A intensidade – e insanidade – dos fatos, o desespero daqueles envolvidos na trama. Você não sabe quem vive e quem morre. Mesmo que alguns segredos sejam óbvios (olhos de titãs…) isso não diminui a forma como os acontecimentos são jogados em sua cara de supetão, de modo que você não entenda o que está acontecendo e se sinta ainda mais impotente, irritado e ansioso esperando o que vem a seguir. É esse medo humano, essa incerteza da vitória ou da derrota, que faz Shingeki no Kyojin mais “impactante” do que parece. É o tipo de coisa que tira suas esperanças, esmaga aquele pingo de certeza sobre qualquer acontecimento. É o homem perdendo, se dando mal e mesmo assim insistindo. Porque é assim que vivemos, e aqueles que não o fazem… Bem, não possuem lá dos melhores resultados.
O fato é que 2013 é o ano de Shingeki no Kyojin. Seja como a série mais comentada, como o mangá mais vendido, com o anime mais popular. A temporada de outubro ainda não chegou e pode ser que algumas séries consigam vender mais discos que os gigantes. Quem sabe? Mas a movimentação que Attack on Titan conseguiu dificilmente será alcançada por mais alguma série nesse ano. Mesmo aqueles que se distanciam e que não gostaram do que viram (e que estão em todo direito, afinal o popular também precisa ter sua opinião contrária) não pode negar tudo que vem girando ao seu redor em 2013 – e veja bem, mais uma vez não estou botando em cheque a qualidade do roteiro, história ou whatever; mesmo porque ele possui furos e coisas estranhas como qualquer battle shounen que “se preze”.

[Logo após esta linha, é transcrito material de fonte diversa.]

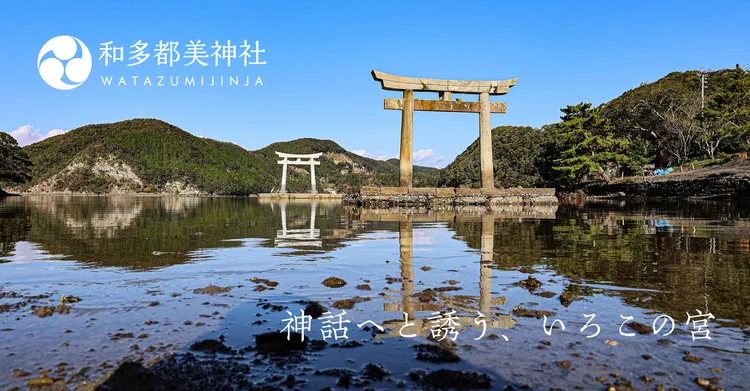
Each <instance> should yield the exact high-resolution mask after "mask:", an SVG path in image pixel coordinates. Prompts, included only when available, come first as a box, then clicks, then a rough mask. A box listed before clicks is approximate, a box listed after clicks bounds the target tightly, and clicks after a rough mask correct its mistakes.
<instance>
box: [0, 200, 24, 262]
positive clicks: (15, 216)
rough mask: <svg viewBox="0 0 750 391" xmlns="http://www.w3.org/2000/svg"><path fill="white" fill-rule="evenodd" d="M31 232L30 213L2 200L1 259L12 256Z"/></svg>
mask: <svg viewBox="0 0 750 391" xmlns="http://www.w3.org/2000/svg"><path fill="white" fill-rule="evenodd" d="M7 199H9V198H6V200H7ZM29 230H31V216H30V214H29V213H28V211H27V210H25V209H24V208H23V207H21V206H19V205H17V204H15V203H11V202H4V199H3V198H0V257H4V256H8V255H10V254H11V253H12V252H13V251H14V250H15V249H16V242H20V241H22V240H26V237H27V236H28V233H29ZM0 262H2V261H0Z"/></svg>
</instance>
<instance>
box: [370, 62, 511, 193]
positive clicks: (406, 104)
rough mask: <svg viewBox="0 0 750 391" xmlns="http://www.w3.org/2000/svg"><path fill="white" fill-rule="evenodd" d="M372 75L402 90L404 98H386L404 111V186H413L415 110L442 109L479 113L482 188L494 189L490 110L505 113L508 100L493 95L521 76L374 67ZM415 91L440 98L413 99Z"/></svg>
mask: <svg viewBox="0 0 750 391" xmlns="http://www.w3.org/2000/svg"><path fill="white" fill-rule="evenodd" d="M372 77H373V79H375V80H376V81H379V82H380V84H381V86H382V88H383V89H384V90H389V91H403V93H404V98H403V99H386V100H385V101H384V103H383V106H384V108H385V109H386V110H401V153H400V157H399V163H400V167H399V168H400V174H399V175H400V176H399V182H400V185H401V186H402V187H408V188H411V187H412V170H413V165H412V153H413V150H414V111H415V110H416V111H442V112H457V113H479V151H480V166H481V172H482V188H483V189H494V188H495V179H494V170H493V167H492V166H493V164H492V125H491V121H490V114H491V113H505V112H506V110H507V107H506V105H505V103H497V102H490V95H505V94H507V93H508V92H509V91H510V88H511V87H513V86H514V85H515V84H516V82H517V81H518V79H517V78H516V79H509V80H496V81H478V80H441V79H426V78H417V77H403V76H396V75H390V74H387V73H383V72H380V71H376V70H373V71H372ZM414 91H420V92H437V93H438V94H439V97H440V99H439V100H419V99H414ZM454 92H455V93H459V94H478V95H479V102H462V101H460V100H457V101H453V100H452V99H451V93H454Z"/></svg>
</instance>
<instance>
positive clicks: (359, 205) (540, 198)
mask: <svg viewBox="0 0 750 391" xmlns="http://www.w3.org/2000/svg"><path fill="white" fill-rule="evenodd" d="M343 201H344V203H345V204H348V205H357V206H364V207H378V208H383V207H385V208H387V207H401V206H417V207H431V208H434V207H444V206H465V205H483V206H490V207H491V206H502V205H557V203H558V201H557V197H555V189H553V188H511V189H472V188H434V187H431V188H430V187H428V188H420V187H415V188H407V187H376V186H366V187H363V188H362V189H361V190H360V191H359V192H358V193H353V194H347V195H345V196H344V197H343Z"/></svg>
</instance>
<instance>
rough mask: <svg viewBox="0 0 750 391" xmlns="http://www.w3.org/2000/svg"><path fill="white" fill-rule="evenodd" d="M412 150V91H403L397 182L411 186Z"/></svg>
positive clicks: (413, 124) (401, 113)
mask: <svg viewBox="0 0 750 391" xmlns="http://www.w3.org/2000/svg"><path fill="white" fill-rule="evenodd" d="M412 151H414V91H412V90H406V91H404V109H403V110H401V153H400V155H399V184H400V185H401V187H411V184H412V167H413V166H412Z"/></svg>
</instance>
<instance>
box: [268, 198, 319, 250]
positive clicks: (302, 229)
mask: <svg viewBox="0 0 750 391" xmlns="http://www.w3.org/2000/svg"><path fill="white" fill-rule="evenodd" d="M287 204H288V203H287V202H280V203H279V204H278V205H279V207H280V208H281V230H280V231H276V239H275V240H274V245H275V246H276V247H323V240H322V239H321V238H320V229H316V228H315V215H316V213H317V210H318V203H317V202H315V201H313V202H310V203H309V204H310V228H309V229H305V228H301V229H300V228H296V229H288V228H287V221H286V207H287ZM273 206H274V204H273V203H272V204H271V208H272V209H273Z"/></svg>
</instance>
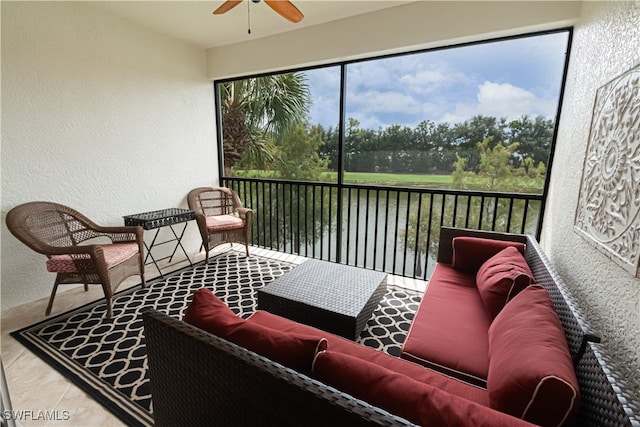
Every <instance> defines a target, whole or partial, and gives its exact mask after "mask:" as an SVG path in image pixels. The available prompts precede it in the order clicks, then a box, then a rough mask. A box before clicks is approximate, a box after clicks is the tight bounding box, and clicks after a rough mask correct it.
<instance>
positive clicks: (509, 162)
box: [477, 137, 519, 191]
mask: <svg viewBox="0 0 640 427" xmlns="http://www.w3.org/2000/svg"><path fill="white" fill-rule="evenodd" d="M492 140H493V137H487V138H485V139H484V140H483V141H482V142H479V143H478V144H477V147H478V151H479V152H480V163H479V166H478V168H479V170H480V175H483V176H486V177H488V178H489V181H488V183H487V187H488V188H487V190H490V191H492V190H497V189H502V190H504V189H506V188H508V187H509V185H510V178H511V176H512V175H513V166H512V165H511V164H510V159H511V156H512V154H513V153H514V152H515V151H516V149H517V148H518V145H519V144H518V143H517V142H514V143H512V144H511V145H509V146H504V145H502V144H497V145H495V146H493V148H491V146H490V144H491V141H492Z"/></svg>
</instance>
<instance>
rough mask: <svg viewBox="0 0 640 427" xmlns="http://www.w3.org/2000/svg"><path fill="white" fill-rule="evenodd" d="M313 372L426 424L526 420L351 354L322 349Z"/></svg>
mask: <svg viewBox="0 0 640 427" xmlns="http://www.w3.org/2000/svg"><path fill="white" fill-rule="evenodd" d="M312 375H313V376H314V377H315V378H317V379H318V380H320V381H322V382H323V383H325V384H328V385H330V386H332V387H335V388H337V389H338V390H341V391H343V392H345V393H348V394H350V395H352V396H354V397H356V398H358V399H361V400H364V401H365V402H368V403H370V404H372V405H374V406H378V407H380V408H383V409H385V410H387V411H389V412H391V413H393V414H396V415H399V416H401V417H403V418H405V419H407V420H409V421H411V422H413V423H416V424H419V425H423V426H428V425H433V426H444V425H446V426H469V425H473V426H516V425H519V423H520V424H522V422H521V421H520V420H517V419H515V418H513V417H511V416H508V415H506V414H503V413H500V412H497V411H493V410H490V409H489V408H487V407H485V406H482V405H478V404H477V403H474V402H471V401H469V400H466V399H463V398H461V397H458V396H455V395H452V394H449V393H447V392H445V391H443V390H440V389H438V388H436V387H433V386H432V385H429V384H424V383H421V382H419V381H416V380H414V379H412V378H411V377H408V376H406V375H404V374H401V373H398V372H395V371H392V370H389V369H386V368H384V367H382V366H380V365H376V364H375V363H371V362H369V361H367V360H363V359H360V358H357V357H353V356H350V355H348V354H343V353H337V352H334V351H323V352H320V353H318V354H317V355H316V358H315V360H314V362H313V372H312ZM524 424H526V423H524ZM527 425H528V424H527Z"/></svg>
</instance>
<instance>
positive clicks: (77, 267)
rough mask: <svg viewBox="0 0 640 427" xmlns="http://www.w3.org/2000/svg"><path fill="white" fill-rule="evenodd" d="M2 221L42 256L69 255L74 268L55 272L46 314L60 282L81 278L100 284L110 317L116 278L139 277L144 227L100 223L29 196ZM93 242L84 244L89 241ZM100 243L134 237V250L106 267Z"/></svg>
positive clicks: (73, 210) (13, 209) (72, 281)
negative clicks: (129, 276) (104, 224)
mask: <svg viewBox="0 0 640 427" xmlns="http://www.w3.org/2000/svg"><path fill="white" fill-rule="evenodd" d="M6 221H7V227H8V228H9V231H11V233H12V234H13V235H14V236H16V237H17V238H18V239H19V240H20V241H21V242H23V243H24V244H25V245H27V246H28V247H29V248H31V249H33V250H34V251H36V252H39V253H41V254H44V255H46V256H47V258H51V257H52V256H53V255H69V256H71V257H72V258H73V259H74V263H75V265H76V268H77V269H78V271H77V272H73V273H57V274H56V280H55V282H54V285H53V291H52V292H51V297H50V298H49V304H48V305H47V310H46V314H47V315H49V314H50V313H51V307H52V306H53V300H54V298H55V296H56V290H57V289H58V285H60V284H78V283H83V284H84V285H85V290H86V289H87V285H88V284H99V285H102V289H103V290H104V297H105V299H106V301H107V317H111V314H112V313H111V299H112V297H113V294H114V292H115V291H116V289H117V288H118V286H120V284H121V283H122V282H123V281H124V280H125V279H126V278H127V277H129V276H133V275H140V278H141V280H142V286H144V285H145V280H144V261H143V259H142V254H143V253H144V252H143V251H144V249H143V248H144V240H143V231H142V228H141V227H102V226H99V225H97V224H95V223H94V222H93V221H91V220H90V219H89V218H87V217H86V216H84V215H82V214H81V213H80V212H78V211H76V210H74V209H71V208H69V207H67V206H63V205H60V204H57V203H52V202H30V203H25V204H22V205H19V206H16V207H14V208H13V209H11V210H10V211H9V212H8V213H7V219H6ZM90 242H91V243H94V244H89V243H90ZM105 243H137V244H138V254H137V256H133V257H131V258H129V259H127V260H125V261H124V262H122V263H120V264H118V265H116V266H114V267H112V268H110V269H109V268H107V264H106V262H105V258H104V253H103V250H102V248H101V247H100V246H101V245H103V244H105Z"/></svg>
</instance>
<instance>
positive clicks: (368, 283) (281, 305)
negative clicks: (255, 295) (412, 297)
mask: <svg viewBox="0 0 640 427" xmlns="http://www.w3.org/2000/svg"><path fill="white" fill-rule="evenodd" d="M386 291H387V274H386V273H381V272H379V271H372V270H366V269H363V268H357V267H350V266H346V265H341V264H335V263H331V262H326V261H318V260H308V261H305V262H303V263H302V264H300V265H299V266H298V267H296V268H294V269H293V270H292V271H290V272H289V273H287V274H285V275H284V276H282V277H280V278H279V279H276V280H275V281H274V282H273V283H270V284H269V285H267V286H265V287H264V288H263V289H260V290H258V309H259V310H266V311H268V312H270V313H273V314H277V315H280V316H283V317H286V318H288V319H291V320H295V321H297V322H300V323H304V324H307V325H310V326H314V327H316V328H319V329H322V330H325V331H327V332H332V333H334V334H337V335H340V336H343V337H345V338H349V339H351V340H355V339H356V338H357V337H358V335H360V332H362V330H363V329H364V327H365V325H366V324H367V321H368V320H369V318H370V317H371V314H372V313H373V310H374V309H375V308H376V307H377V305H378V303H379V302H380V300H381V299H382V296H383V295H384V294H385V292H386Z"/></svg>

A intensidade de uma série há muito tempo não se via dessa maneira. A velocidade da popularidade da mesma também não. Em uma era em que a internet vem se tornando cada vez mais comum é provável que em algum tempo tenhamos outro furor com alguma outra série. Mas nesse exato momento, os gigantes estão na boca do povo – e ainda possui um live action pronto para sair, que hoje não seria loucura dizer que provavelmente terá um lançamento não será só restrito ao Japão.
Shingeki no Kyojin pode não ser o melhor anime do ano. Mas, de longe, com certeza o ano é de Shingeki no Kyojin.